I worried people would hear BPD and forget I was a person. I worried they would only see a stereotype: I didn’t want to be thought of as evil, manipulative, or cruel. I didn’t want to be treated as dangerous, toxic, or unlovable, simply because I had a condition they didn’t understand. A condition I never asked for. 

That is the cruel duality of BPD: living with it, and living with what people think it means. BPD is so often misunderstood, and through the harshest misconceptions. It is feeling so deeply that emotions tear through you, it is having emotional skin so thin that even minor wounds feel like they cut the bone. It is relationships that falter, not because you don’t care but, because you care too much, it is fearing abandonment so intensely that even a small shift in tone can send your mind spiralling. It is living with chronic emptiness, explosive anger followed by crushing guilt, and emotions that feel too immediate and absolute to trust. It is paranoia so crippling that it completely changes how you navigate and interact with the world around you. It is suicidal ideation so severe, you don’t think you have the strength to not give in. 

And beneath it all, there is exhaustion. Exhaustion from battling your own mind, exhaustion from feeling too much, exhaustion from explaining that feeling things deeply is not equivalent to being a bad person, and that is what I wish people understood: diagnosis is not a moral verdict. BPD doesn’t make someone evil, it doesn’t automatically make someone abusive. It doesn’t take away their kindness, their self-awareness, their capacity to love, or their desire to be good. It names suffering. It explains pain. it doesn’t define a person’s worth. 

But the stigma makes people forget that. After finally finding an explanation for my pain, I had to deal with the shame that society attaches to it. I wasn’t only trying to manage my symptoms, I was also carrying the weight of other people’s assumptions. I held the diagnosis, and the burden of every lie told about it. 

In some ways, I think that was the most painful part. I was already struggling; I shouldn’t have had to fight for my humanity, too. 

I didn’t need people to romanticise BPD. I didn’t need them to call it beautiful or poetic. It isn’t. It’s hard. It’s draining. It’s devastating. But I needed people to stop demonising it. I needed them to see that intense emotions are not malicious intent, that unstable relationships doesn’t mean a person is worthless or toxic, that fear of abandonment isn’t a weakness. I needed them to see that anger doesn’t erase pain, or that having BPD doesn’t mean someone is undeserving of compassion, or help – people with BPD are not “beyond” help, either. 

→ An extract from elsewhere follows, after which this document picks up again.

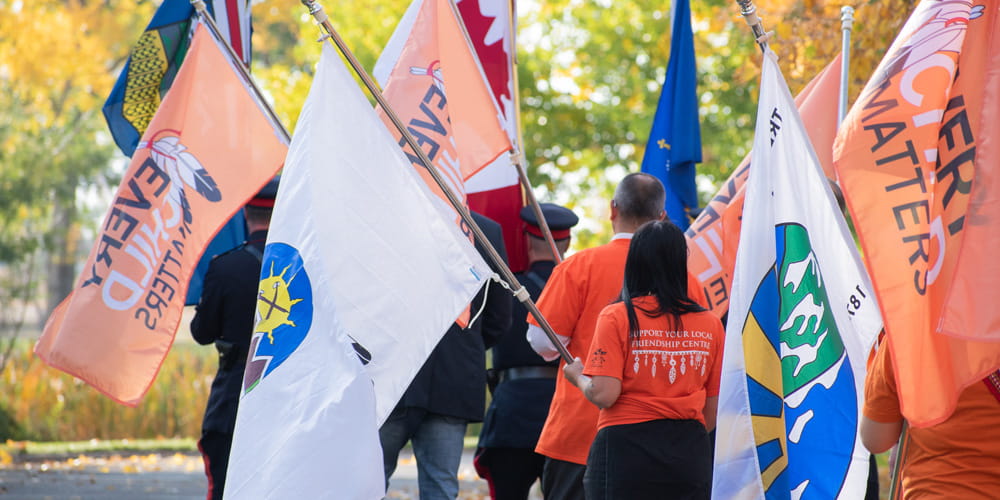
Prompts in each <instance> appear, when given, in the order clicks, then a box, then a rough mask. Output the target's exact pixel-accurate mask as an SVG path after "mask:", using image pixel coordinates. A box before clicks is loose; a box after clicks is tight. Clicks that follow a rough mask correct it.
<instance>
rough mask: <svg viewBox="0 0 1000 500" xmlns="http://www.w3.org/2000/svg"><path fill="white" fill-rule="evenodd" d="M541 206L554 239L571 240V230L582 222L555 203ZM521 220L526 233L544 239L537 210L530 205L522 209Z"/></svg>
mask: <svg viewBox="0 0 1000 500" xmlns="http://www.w3.org/2000/svg"><path fill="white" fill-rule="evenodd" d="M539 206H540V207H541V209H542V215H543V216H545V222H547V223H548V225H549V230H550V231H552V238H553V239H556V240H564V239H566V238H569V229H570V228H571V227H573V226H575V225H576V223H577V222H580V218H579V217H577V216H576V214H574V213H573V211H572V210H570V209H568V208H566V207H563V206H560V205H556V204H555V203H539ZM521 220H523V221H524V226H525V228H524V229H525V231H527V232H528V233H529V234H532V235H534V236H537V237H539V238H544V236H543V235H542V230H541V228H539V227H538V218H537V217H536V216H535V210H534V209H533V208H532V207H531V206H530V205H529V206H526V207H524V208H522V209H521Z"/></svg>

My diagnosis gave me clarity. It shaped the formless weight I had carried for so long, it told me that my experience was real and that was more validating than I could ever express. But the stigma almost stole that relief. 

When the world insists that people with BPD are broken, manipulative, or unlovable, it is hard not to internalise that. It is hard not to wonder if the people in your life see you that way. It is hard not to fear that the label will speak louder than who you truly are.

But I am not evil because I have BPD. I am not inherently abusive. I am not a monster defined by my diagnosis. I am a person who feels deeply, who has been scared, hurt, and overwhelmed, and at times consumed by emotions I could not hold alone. But I am a person. I am human. I am deserving of care, understanding, and dignity. And so is everyone else with this condition. 

Maybe stigma begins to break when we stop treating BPD like a warning sign, and start seeing the human underneath.